The focus here, though, was on the life sciences and on genomics in particular. The advances over the last decade have turned genome sequencing from a problem of actually performing the procedure to storing the relevant data. As Dickinson explained, “When we ask our customers where do they spend their time…the actual time they spend sequencing is relatively small. What really kills them is the bioinformatics, which is comprised of a lot of computationally intensive processing and also now interpretation.”
Ten years ago, the Human Genome was completed after 13 years and a $4 billion investment. Today, that same process takes only a day and about a thousand dollars to complete.
As such, genomic sequencing has scaled faster than Moore’s Law over the last decade, as seen in the figure below. This presents an obvious storage issue, especially when policy requires for that information to be kept for several years.

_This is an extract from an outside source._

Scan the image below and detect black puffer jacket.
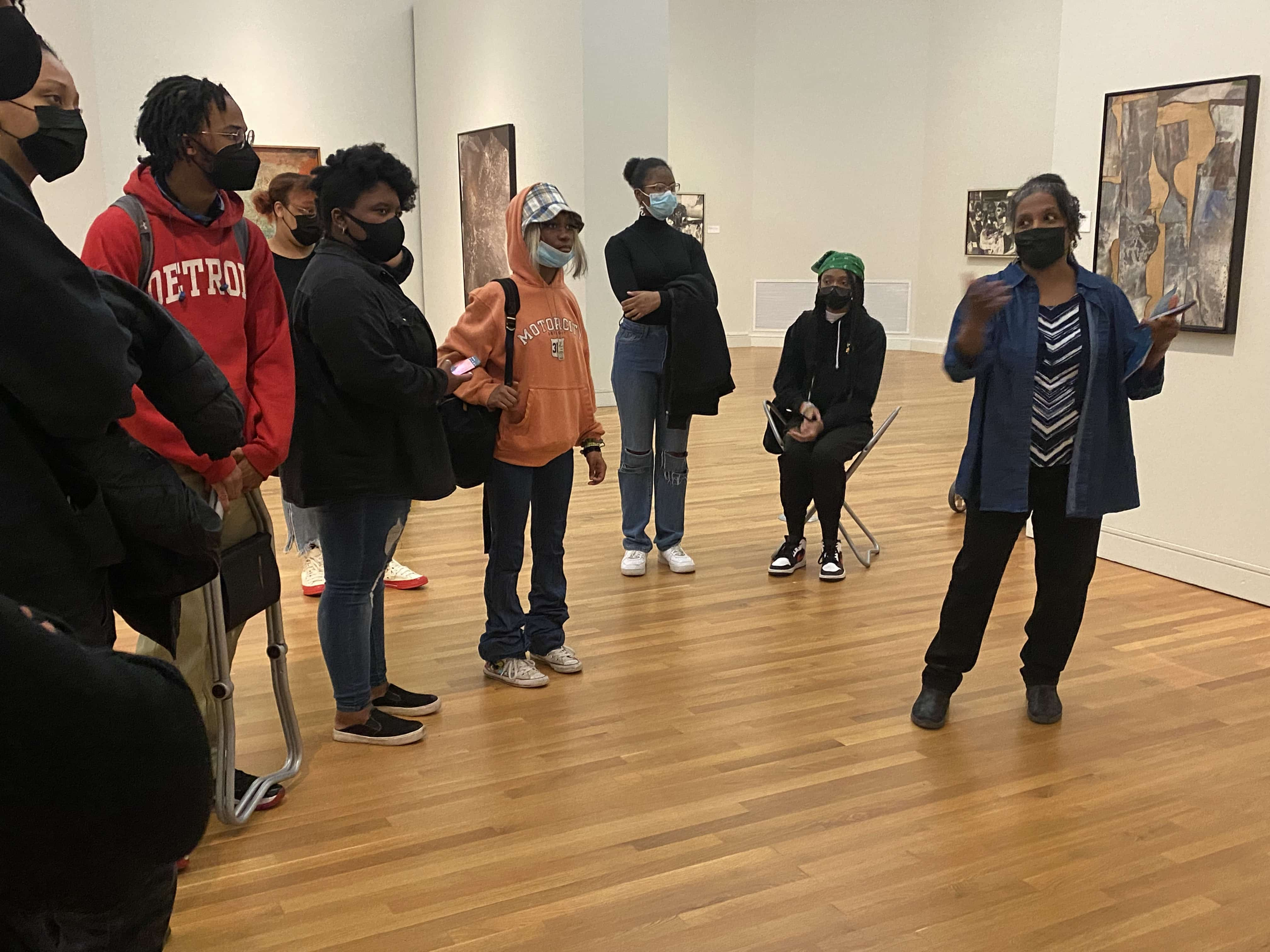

Last week, we highlighted the work being done in BonFIRE to test angles of incidence to maximize the destruction of cancer rays while harming as few working cells as possible. Illumina isn’t working on this problem exactly but they are working on individual genomes to determine cancer causes. Dickinson argued that since everyone clearly has a different genome and that tumor growth is sparked by a malfunction in the cells processing genetic instructions, personalizing cancer treatment means running individual genomes.
“Our solution was to build something called BaseSpace,” Dickinson explained as he delved deeper into how Illumina works with AWS. “In the labs we connect the instruments to BaseSpace using standard internet connections. It turns out that even though they produce a lot of data, they do it at a relatively steady pace.”

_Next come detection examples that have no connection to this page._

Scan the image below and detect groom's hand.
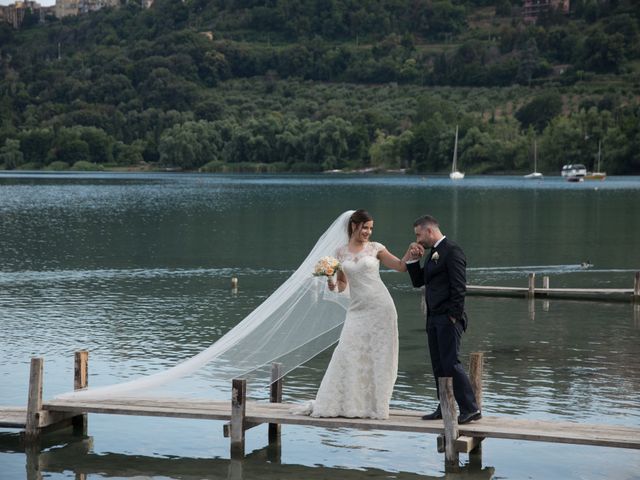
[403,242,424,262]
[409,242,424,260]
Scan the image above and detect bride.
[294,210,407,419]
[56,210,406,410]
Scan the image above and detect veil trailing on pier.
[56,210,353,400]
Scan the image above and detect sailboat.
[524,140,543,180]
[584,141,607,180]
[449,125,464,180]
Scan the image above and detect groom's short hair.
[413,215,440,228]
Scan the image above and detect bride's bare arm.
[378,248,407,272]
[328,270,347,292]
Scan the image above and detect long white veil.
[56,210,353,400]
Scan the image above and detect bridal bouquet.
[313,257,340,277]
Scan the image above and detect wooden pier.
[467,272,640,303]
[0,352,640,465]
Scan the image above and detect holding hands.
[402,242,424,262]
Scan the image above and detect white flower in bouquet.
[313,257,341,277]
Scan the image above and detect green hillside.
[0,0,640,174]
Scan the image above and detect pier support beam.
[527,273,536,298]
[71,350,89,436]
[24,358,44,444]
[438,377,458,466]
[267,363,282,463]
[269,363,282,445]
[229,379,247,459]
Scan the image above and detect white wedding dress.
[294,242,398,419]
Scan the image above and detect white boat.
[560,163,587,182]
[524,140,544,180]
[584,142,607,180]
[449,125,464,180]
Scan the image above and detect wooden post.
[469,352,484,411]
[24,358,44,443]
[438,377,458,466]
[24,443,42,480]
[527,297,536,321]
[527,273,536,298]
[229,379,247,459]
[71,350,89,436]
[468,352,484,454]
[269,363,282,444]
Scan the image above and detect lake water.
[0,172,640,480]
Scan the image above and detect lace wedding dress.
[294,242,398,419]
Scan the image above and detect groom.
[405,215,482,424]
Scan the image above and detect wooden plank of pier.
[33,398,640,449]
[0,407,27,429]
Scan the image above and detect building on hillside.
[56,0,120,18]
[56,0,80,18]
[522,0,569,23]
[0,1,51,28]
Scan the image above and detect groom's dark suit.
[407,237,478,414]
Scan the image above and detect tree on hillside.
[515,92,562,132]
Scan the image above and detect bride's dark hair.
[349,209,373,238]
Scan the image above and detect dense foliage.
[0,0,640,173]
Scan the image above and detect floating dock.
[467,272,640,303]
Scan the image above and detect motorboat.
[560,163,587,182]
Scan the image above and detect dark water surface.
[0,173,640,480]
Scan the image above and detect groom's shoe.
[422,405,442,420]
[458,410,482,425]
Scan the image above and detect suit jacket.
[407,237,467,330]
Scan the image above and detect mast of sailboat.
[451,125,458,173]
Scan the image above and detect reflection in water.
[0,174,640,480]
[0,432,495,480]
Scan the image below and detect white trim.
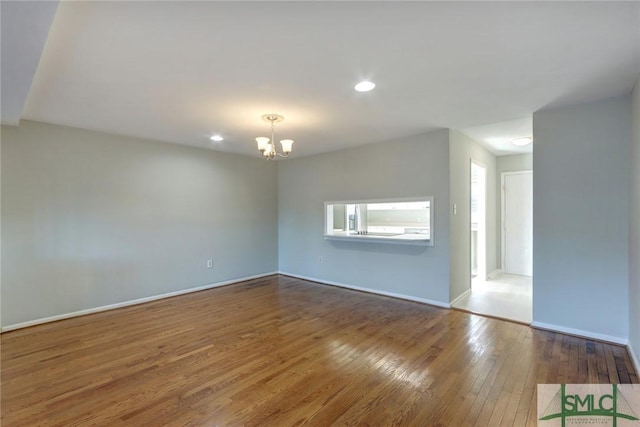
[467,157,489,286]
[278,271,451,308]
[1,271,278,332]
[487,268,502,280]
[627,343,640,375]
[449,289,471,307]
[531,322,629,346]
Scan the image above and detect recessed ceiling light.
[354,81,376,92]
[511,136,533,147]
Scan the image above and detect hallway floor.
[452,274,533,324]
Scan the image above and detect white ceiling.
[460,116,533,156]
[2,1,640,157]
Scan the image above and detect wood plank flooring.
[1,276,638,427]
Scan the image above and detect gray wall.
[496,154,535,269]
[278,130,449,304]
[2,121,278,326]
[533,96,631,341]
[629,80,640,367]
[449,130,497,301]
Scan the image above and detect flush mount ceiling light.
[354,81,376,92]
[256,114,293,160]
[511,136,533,147]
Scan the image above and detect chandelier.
[256,114,293,160]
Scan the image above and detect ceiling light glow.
[511,136,533,147]
[354,81,376,92]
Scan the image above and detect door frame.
[500,169,533,271]
[467,158,489,288]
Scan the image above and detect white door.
[502,171,533,276]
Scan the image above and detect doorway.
[469,160,487,283]
[501,171,533,277]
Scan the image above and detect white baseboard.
[1,271,278,332]
[531,321,629,346]
[278,271,451,308]
[627,343,640,376]
[449,289,471,307]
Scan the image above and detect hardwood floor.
[1,276,638,427]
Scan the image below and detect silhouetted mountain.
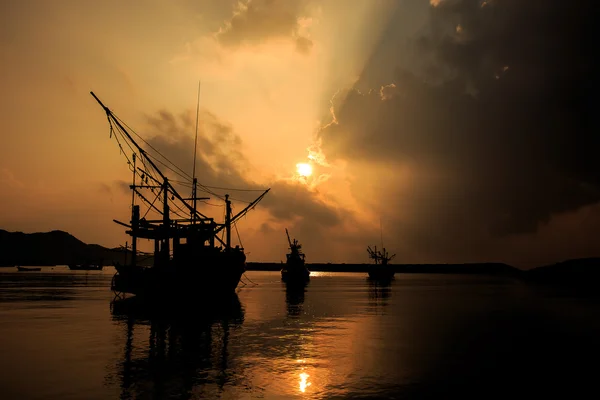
[525,258,600,287]
[0,229,139,266]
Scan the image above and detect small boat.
[17,266,42,272]
[367,246,396,281]
[281,228,310,283]
[69,264,104,271]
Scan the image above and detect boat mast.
[90,92,208,219]
[131,153,140,267]
[192,81,200,224]
[225,194,231,250]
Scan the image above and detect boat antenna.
[379,217,383,248]
[192,81,201,223]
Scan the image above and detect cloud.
[216,0,313,53]
[319,0,600,261]
[129,110,351,241]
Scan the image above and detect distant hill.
[0,229,139,266]
[524,257,600,287]
[0,229,600,286]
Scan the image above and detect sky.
[0,0,600,268]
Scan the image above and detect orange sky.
[0,0,598,265]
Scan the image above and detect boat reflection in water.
[284,282,308,317]
[367,278,392,307]
[111,294,244,399]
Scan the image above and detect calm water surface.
[0,267,600,399]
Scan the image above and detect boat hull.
[17,267,42,272]
[111,253,246,300]
[68,265,104,271]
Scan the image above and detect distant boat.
[69,264,104,271]
[281,228,310,283]
[17,266,42,272]
[367,246,396,281]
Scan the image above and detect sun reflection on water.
[300,372,311,393]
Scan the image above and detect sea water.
[0,266,600,400]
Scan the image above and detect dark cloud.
[217,0,312,53]
[320,0,600,261]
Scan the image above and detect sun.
[296,163,312,177]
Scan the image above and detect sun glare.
[296,163,312,177]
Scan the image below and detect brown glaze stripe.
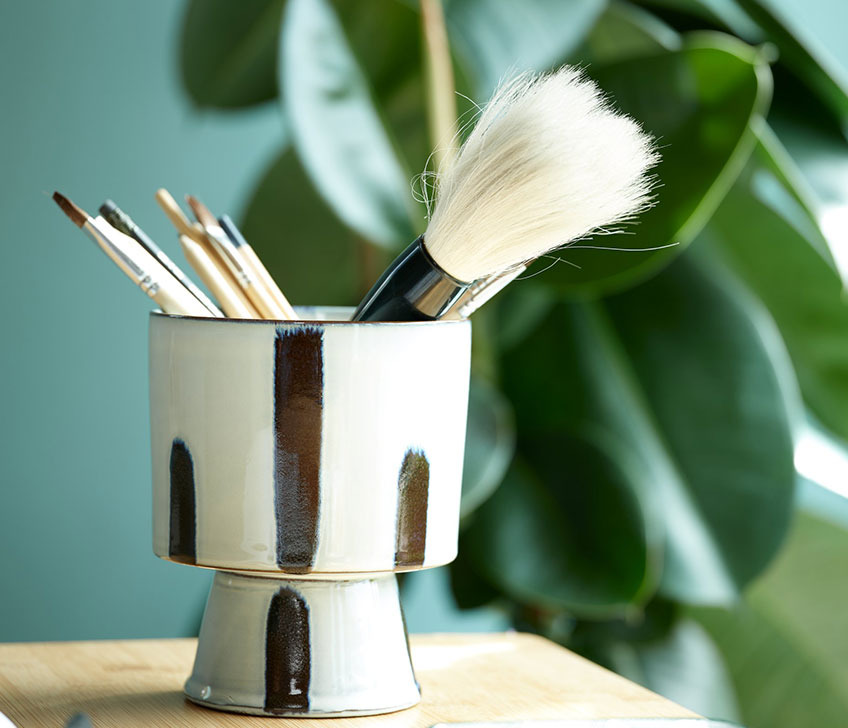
[265,587,312,713]
[274,328,324,573]
[395,449,430,566]
[168,438,197,564]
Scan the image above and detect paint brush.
[218,215,297,319]
[186,195,294,320]
[156,187,262,318]
[353,67,659,321]
[100,200,224,318]
[53,192,211,317]
[180,235,256,319]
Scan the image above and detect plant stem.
[421,0,457,170]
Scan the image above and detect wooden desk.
[0,634,694,728]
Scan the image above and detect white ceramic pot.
[150,309,470,715]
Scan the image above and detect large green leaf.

Scientists like to keep the raw data of every genome that is sequenced, a commitment that requires approximately 120 GB of data. One might expect for a genome, which consists of about 3 billion bases, to require significantly more than 120 GB to unravel. However, since humans are quite genetically similar to each other, with variances among individuals only representing about 0.1 percent of the genetic signature, they are able to pare the dataset down to that 120 GB level. Once that’s done, according to Dickinson, Illumina can comfortably transfer that data to AWS through BaseSpace at a rate of about 7 Mbps.
Beyond storing genomes and running experimental tests on them, cloud and AWS in particular hope to be a facilitator of scientific collaboration. Today, the top method for sending massive datasets is by sending physical hard drives through the mail, according to Dickinson. The hope is that someday the cloud will become the first choice in delivering massive datasets such that exist in genome sequencing to other facilities, and Illumina is one of the life science companies pushing that paradigm.

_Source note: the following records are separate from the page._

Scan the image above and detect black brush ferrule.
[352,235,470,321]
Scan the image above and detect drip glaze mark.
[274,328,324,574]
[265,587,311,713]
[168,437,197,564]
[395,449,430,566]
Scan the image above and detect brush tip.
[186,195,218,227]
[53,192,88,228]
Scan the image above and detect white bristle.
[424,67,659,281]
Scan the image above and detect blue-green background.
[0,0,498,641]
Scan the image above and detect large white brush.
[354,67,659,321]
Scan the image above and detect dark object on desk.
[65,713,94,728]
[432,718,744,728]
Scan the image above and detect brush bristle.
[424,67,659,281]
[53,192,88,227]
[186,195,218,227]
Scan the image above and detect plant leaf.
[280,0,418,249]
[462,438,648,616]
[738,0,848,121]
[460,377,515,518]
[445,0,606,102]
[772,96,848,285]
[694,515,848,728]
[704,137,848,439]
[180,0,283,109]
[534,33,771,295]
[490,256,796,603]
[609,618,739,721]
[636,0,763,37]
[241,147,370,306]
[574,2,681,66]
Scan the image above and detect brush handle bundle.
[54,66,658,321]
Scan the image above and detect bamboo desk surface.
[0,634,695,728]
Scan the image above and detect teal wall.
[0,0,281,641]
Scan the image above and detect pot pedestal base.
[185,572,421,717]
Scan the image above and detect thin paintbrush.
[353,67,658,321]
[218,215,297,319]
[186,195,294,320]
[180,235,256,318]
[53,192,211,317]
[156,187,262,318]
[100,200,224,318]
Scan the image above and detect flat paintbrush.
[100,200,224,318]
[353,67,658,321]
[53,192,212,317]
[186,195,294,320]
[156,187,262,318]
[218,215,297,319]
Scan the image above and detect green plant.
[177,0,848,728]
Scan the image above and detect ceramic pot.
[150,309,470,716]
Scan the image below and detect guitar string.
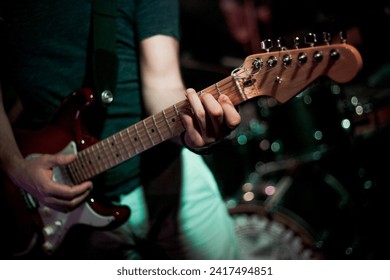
[70,46,342,182]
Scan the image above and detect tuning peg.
[260,39,274,52]
[276,37,287,51]
[339,30,347,43]
[304,33,317,47]
[322,32,331,45]
[293,37,301,49]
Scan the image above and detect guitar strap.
[92,0,118,106]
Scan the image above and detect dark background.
[181,0,390,259]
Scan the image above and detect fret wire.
[89,142,104,176]
[102,138,114,166]
[152,115,165,141]
[142,119,154,146]
[96,140,110,174]
[134,124,146,150]
[119,130,133,158]
[111,134,125,163]
[162,110,173,136]
[85,145,96,178]
[78,151,93,181]
[68,161,78,184]
[126,127,138,154]
[73,157,82,183]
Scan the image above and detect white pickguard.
[27,141,115,254]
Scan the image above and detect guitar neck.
[68,77,243,184]
[68,43,362,183]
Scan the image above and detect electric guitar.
[5,43,362,255]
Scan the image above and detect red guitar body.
[4,89,130,257]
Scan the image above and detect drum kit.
[222,79,390,259]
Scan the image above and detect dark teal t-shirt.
[0,0,179,197]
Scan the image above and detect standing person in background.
[0,0,240,259]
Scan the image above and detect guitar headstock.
[232,43,363,103]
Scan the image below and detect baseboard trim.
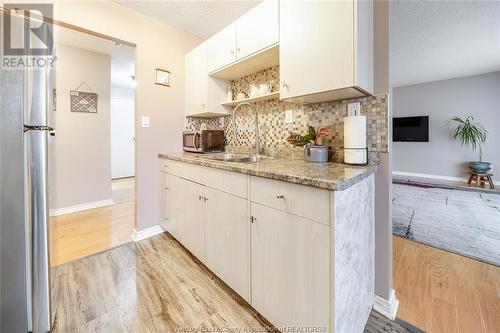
[132,224,165,242]
[392,171,500,185]
[49,199,114,216]
[373,289,399,320]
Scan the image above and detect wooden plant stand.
[467,171,495,190]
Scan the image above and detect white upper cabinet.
[236,0,279,60]
[279,0,373,103]
[207,0,279,73]
[205,22,236,74]
[185,43,229,117]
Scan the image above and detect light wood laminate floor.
[50,178,135,266]
[393,236,500,333]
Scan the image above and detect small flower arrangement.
[286,125,329,147]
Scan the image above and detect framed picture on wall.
[155,68,170,87]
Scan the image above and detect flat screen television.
[392,116,429,142]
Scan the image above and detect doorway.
[49,26,135,266]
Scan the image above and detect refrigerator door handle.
[25,129,52,333]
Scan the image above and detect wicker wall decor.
[69,82,97,113]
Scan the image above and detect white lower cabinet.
[205,187,250,302]
[177,177,205,262]
[251,202,331,331]
[160,172,205,262]
[160,166,250,302]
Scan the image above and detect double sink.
[198,153,272,163]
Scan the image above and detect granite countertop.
[158,153,378,191]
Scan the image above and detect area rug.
[392,184,500,266]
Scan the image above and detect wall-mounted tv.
[392,116,429,142]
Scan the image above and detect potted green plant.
[451,116,491,173]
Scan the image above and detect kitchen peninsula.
[159,153,377,332]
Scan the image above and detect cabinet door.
[206,188,250,301]
[185,43,208,116]
[207,23,236,73]
[280,0,354,98]
[251,203,330,331]
[236,0,279,59]
[177,177,205,262]
[158,171,167,229]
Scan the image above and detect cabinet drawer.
[160,159,248,198]
[250,176,330,225]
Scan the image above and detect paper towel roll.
[344,116,368,164]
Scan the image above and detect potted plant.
[451,116,491,173]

Of course, there are more examples of institutions performing HPC applications in AWS, as explained by Shameen. Among such is Pfizer, who uses the Amazon Virtual Private Cloud to run pharmaceutical computational experiments in an extra secure environment, according to Shameen. Globus is a genomics company who, similar to Illumina, transfers their data to AWS, but this time over the Amazon implemented Galaxy platform. Further, Shameen pointed to the Harvard Medical School as an early adopter of AWS for excess and experimental HPC workloads.
As shown by Illumina, running experimental HPC applications in a cloud service like AWS is gaining more traction, especially in the life sciences and genomics department.